Not really.  You still start your browsing session at www.bigbank.com.
Since email is a push medium, the problem is considerably different.

The methods are considerably different, but the problem is the same: the
inability to accurately measure trust using untrustable tools.  And all
the tools have the same problem: you are essentially asking the liar if
he can be trusted.

The SSL lock in the browser is _EXACTLY_ the same as the MUA that
displays a green check mark next to certain addresses to indicate that
they come from authenticated senders.  But to determine if someone is
who they say they are, you ASK THEM, for both SSL and phishing
prevention schemes we are talking about now.  There are additional
protections we have with SSL, by having root certs that we (implicitly)
trust, but this still isn't bullet proof.

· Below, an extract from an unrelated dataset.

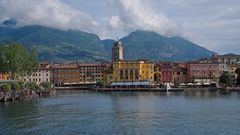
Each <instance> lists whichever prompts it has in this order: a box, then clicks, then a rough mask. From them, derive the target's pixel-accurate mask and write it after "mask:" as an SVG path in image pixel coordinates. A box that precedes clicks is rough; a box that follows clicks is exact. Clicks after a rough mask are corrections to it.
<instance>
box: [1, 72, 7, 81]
mask: <svg viewBox="0 0 240 135" xmlns="http://www.w3.org/2000/svg"><path fill="white" fill-rule="evenodd" d="M8 79H9V75H8V74H7V73H0V80H8Z"/></svg>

You could start your browsing session at www.bigbank.com, but the
network could have changed out from under you (evil DNS resolver between
you and the internet, for example, that returns phishing sites instead)
-- just because you manually type in "www.bigbank.com" doesn't mean that
you are actually AT Big Bank's website -- it's not like walking into a
branch, which you can be much more sure (but still not 100%, witness
those kinds of schemes where people put up fake ATMs, it is entirely
possible, although unlikely, that the entire bank is made up of
imposters) is actually the bank you intend it to be -- and there is NO
way to verify this short of manually installing the bank's public key
that you signed yourself with your own key, and installing your own key
as a root key in your browser, when you opened your account (short of
other social engineering attacks that could happen at that time).  Come
to think of it, this could actually be a good practice -- but it'll be
tough to get the unwashed masses to go along with this "inconvenience"
in the name of security.

In addition, bigbank.com could have been cracked or your client could
have some malicious code on it, both of which are at the ENDS of the
connection.  Some of the links could be replaced (perhaps through a DNS
subdomain change, or perhaps through HTML replacement) to go someplace
else -- also over HTTPS/SSL with a valid cert for that place -- and most
browsers won't pop up a warning message in that case either (and if they
did, people would most likely look to have that warning disabled).

Just because you start some place, doesn't mean that's where you end up.